April 2026 was Coconut Grove's strongest month of the year so far. Thirty closings, $112.1 million in total sales volume, two ultra-luxury closings above $10 million, and nine new construction sales. The Grove is heading into the late spring buying window with real momentum. Here is the full breakdown of what closed, where it traded, and what it means for buyers and sellers.
April by the Numbers
Coconut Grove logged 30 closings in April 2026, the highest monthly total of the year. That is up from 25 closings in March, 21 in February, and 20 in January. Total dollar volume reached $112.1 million, with an average sale price of $3.74 million and a median of $3.075 million. The average price per square foot landed at $1,043, with average days on market at 121.
Sales ranged from $1.1 million for a 3-bedroom home in West Grove to $12.6 million for an architect-designed estate by Jorge L. Hernandez at 3701 Park Avenue. Year-to-date through April, Coconut Grove has produced 96 closings.
The Two Stories of Days on Market
April produced one of the cleanest illustrations of the Coconut Grove market thesis we have seen all year. The thesis is simple: price the home right and it sells fast, sometimes above ask. Price it wrong and you sit until the cure becomes a meaningful discount.
On the fast side, 2550 Trapp Avenue closed in 3 days at full asking price. 4125 Poinciana Avenue closed in 5 days. 1648 Nocatee Drive in North Grove closed in 7 days at $2.685 million on a $2.65 million list, the kind of over-asking outcome the village still produces when pricing meets demand. 3273 Matilda Street closed in 19 days for $1.5 million on a $1.45 million list, also above ask.
On the long side, six properties that had been sitting eventually cleared. 4090 Hardie Avenue at 659 days on market. 3551 East Glencoe Street at 486 days. 2850 Natoma Street at 297 days. 4110 Park Avenue at 256 days. 2000 South Bayshore Drive Unit 47 at 243 days. 4050 Hardie Avenue at 226 days. The average price reduction across these long-DOM closings was meaningful, often $150,000 to $450,000 below original list. Pricing rules the Coconut Grove market more than any other single factor.
Ultra-Luxury Activity Above $10 Million
Two ultra-luxury closings stood out in April. The first was 3701 Park Avenue, an architect-designed 6,707 square foot estate by Jorge L. Hernandez built in 2025 and sold for $12.6 million after 132 days on market. The second was 4280 Ingraham Highway, a 7,291 square foot tropical-modern estate by Simon Bissu and Luxom Developments built in 2026 and sold for $11.4 million after just 37 days on market.

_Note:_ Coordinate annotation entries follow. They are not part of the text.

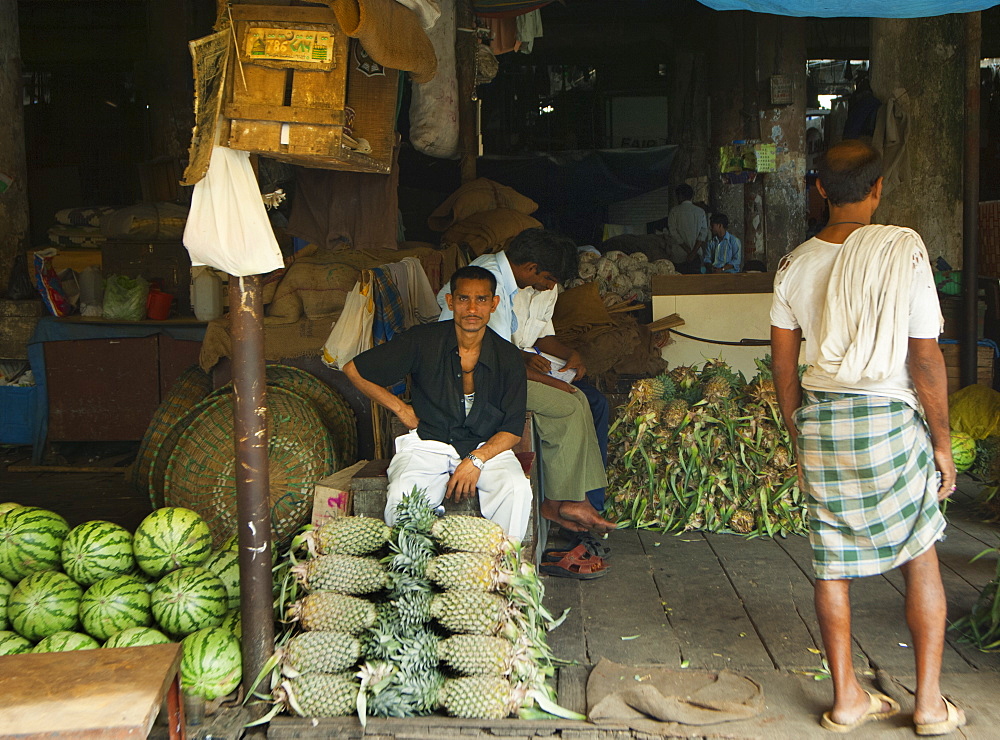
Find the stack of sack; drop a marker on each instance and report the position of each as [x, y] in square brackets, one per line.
[483, 216]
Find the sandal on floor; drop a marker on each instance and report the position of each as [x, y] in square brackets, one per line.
[875, 701]
[576, 563]
[596, 546]
[956, 719]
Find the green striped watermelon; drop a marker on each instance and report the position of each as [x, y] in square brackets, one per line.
[171, 538]
[95, 550]
[137, 637]
[63, 642]
[12, 643]
[114, 604]
[233, 622]
[189, 599]
[5, 588]
[43, 604]
[226, 565]
[211, 665]
[30, 541]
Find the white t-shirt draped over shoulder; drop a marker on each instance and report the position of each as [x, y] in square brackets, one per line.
[800, 290]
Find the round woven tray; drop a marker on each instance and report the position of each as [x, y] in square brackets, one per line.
[200, 474]
[336, 414]
[191, 386]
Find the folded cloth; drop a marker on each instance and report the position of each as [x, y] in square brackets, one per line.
[646, 697]
[391, 34]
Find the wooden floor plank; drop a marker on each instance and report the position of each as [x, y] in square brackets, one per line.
[704, 610]
[776, 595]
[625, 604]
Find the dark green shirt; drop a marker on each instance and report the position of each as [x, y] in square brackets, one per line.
[428, 353]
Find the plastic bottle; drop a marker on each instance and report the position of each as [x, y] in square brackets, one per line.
[206, 295]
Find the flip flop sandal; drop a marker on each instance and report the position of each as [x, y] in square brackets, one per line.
[956, 719]
[596, 546]
[573, 564]
[875, 701]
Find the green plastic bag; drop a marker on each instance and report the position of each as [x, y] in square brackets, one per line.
[125, 298]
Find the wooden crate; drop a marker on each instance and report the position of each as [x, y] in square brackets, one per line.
[984, 369]
[307, 111]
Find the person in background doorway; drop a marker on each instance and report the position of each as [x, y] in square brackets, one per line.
[725, 251]
[869, 419]
[688, 227]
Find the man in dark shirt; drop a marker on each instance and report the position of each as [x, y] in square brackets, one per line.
[469, 390]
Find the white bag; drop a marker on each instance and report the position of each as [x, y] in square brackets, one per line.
[352, 334]
[227, 227]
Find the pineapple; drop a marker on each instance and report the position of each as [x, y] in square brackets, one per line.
[344, 574]
[350, 535]
[480, 697]
[319, 695]
[320, 652]
[334, 612]
[470, 611]
[475, 655]
[467, 570]
[742, 521]
[469, 534]
[674, 414]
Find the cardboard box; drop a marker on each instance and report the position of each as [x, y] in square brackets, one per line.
[332, 495]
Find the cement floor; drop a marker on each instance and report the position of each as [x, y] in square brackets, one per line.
[710, 602]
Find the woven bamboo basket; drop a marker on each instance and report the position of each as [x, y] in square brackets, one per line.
[200, 474]
[334, 411]
[191, 386]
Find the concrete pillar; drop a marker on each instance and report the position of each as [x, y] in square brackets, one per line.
[924, 57]
[781, 50]
[14, 200]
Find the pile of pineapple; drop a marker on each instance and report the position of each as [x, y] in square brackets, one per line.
[451, 617]
[704, 449]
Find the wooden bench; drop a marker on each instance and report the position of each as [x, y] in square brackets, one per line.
[369, 492]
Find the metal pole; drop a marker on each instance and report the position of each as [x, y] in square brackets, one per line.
[252, 482]
[970, 202]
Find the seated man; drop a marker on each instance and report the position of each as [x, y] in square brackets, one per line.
[571, 460]
[468, 391]
[725, 251]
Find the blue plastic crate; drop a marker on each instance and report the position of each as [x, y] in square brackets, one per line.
[17, 414]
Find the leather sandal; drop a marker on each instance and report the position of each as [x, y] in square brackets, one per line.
[576, 563]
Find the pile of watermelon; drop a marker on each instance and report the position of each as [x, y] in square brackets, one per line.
[98, 585]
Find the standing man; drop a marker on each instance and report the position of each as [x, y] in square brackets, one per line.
[873, 468]
[688, 227]
[725, 251]
[468, 392]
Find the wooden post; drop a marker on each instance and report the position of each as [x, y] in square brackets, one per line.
[465, 68]
[252, 480]
[14, 198]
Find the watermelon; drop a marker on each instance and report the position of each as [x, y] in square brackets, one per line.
[30, 541]
[43, 604]
[12, 643]
[963, 451]
[211, 665]
[95, 550]
[137, 637]
[171, 538]
[63, 642]
[114, 604]
[226, 565]
[189, 599]
[5, 588]
[233, 622]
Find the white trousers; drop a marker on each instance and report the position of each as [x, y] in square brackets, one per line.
[504, 491]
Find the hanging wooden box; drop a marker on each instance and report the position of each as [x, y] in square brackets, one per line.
[290, 100]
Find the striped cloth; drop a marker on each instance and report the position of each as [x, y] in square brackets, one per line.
[870, 481]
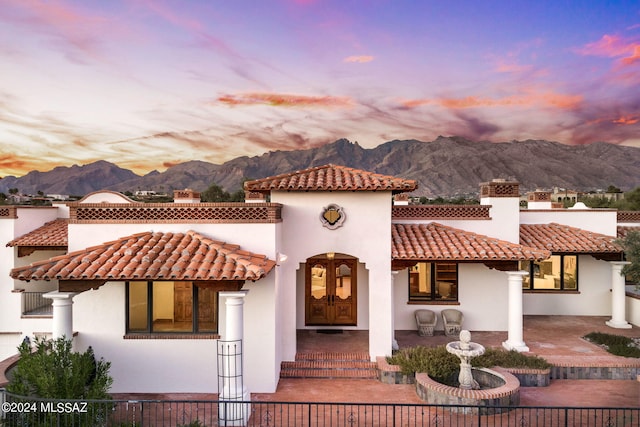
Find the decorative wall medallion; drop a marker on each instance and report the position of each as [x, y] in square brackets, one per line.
[332, 217]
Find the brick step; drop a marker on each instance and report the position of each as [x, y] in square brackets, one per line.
[329, 373]
[332, 356]
[330, 365]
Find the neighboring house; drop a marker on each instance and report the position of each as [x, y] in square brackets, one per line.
[154, 288]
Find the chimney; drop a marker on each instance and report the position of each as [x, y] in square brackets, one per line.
[504, 198]
[500, 188]
[186, 196]
[401, 199]
[254, 197]
[539, 199]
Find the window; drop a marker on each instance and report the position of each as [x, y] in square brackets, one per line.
[433, 282]
[559, 272]
[178, 307]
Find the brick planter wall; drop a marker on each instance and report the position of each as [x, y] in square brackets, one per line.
[531, 377]
[505, 393]
[391, 374]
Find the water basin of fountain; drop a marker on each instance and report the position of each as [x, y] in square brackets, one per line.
[489, 392]
[466, 350]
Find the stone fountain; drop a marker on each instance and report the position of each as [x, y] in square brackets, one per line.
[494, 391]
[466, 350]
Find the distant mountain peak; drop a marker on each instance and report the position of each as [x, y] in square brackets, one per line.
[446, 166]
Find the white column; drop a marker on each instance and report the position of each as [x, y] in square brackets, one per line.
[618, 309]
[62, 313]
[514, 338]
[232, 347]
[394, 344]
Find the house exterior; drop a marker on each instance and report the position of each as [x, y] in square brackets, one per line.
[156, 288]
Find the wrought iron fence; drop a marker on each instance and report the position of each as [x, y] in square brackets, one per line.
[34, 304]
[18, 411]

Two $10 million-plus closings in a single month is a meaningful signal. The ultra-luxury segment continues to attract serious capital from relocating high-net-worth families and ultra-high-net-worth buyers building or rebuilding in the Grove.
New Construction Closings Accelerated
April produced nine new construction closings in Coconut Grove, up from five in February and three in March. This is the strongest month for new construction sales we have logged this year. Notable new builds included the Hernandez and Bissu estates above $11 million, plus 4081 Hardie Avenue at $5.79 million (2026 build), 4110 Park Avenue at $5.3 million (2025 build), 2330 Overbrook Street at $4.5 million (Luigi Vitalini, 2025 build), and the LEED Platinum townhouse at 3119 Plaza Street at $1.9 million. We covered the full pipeline in our recent Coconut Grove new construction pipeline guide.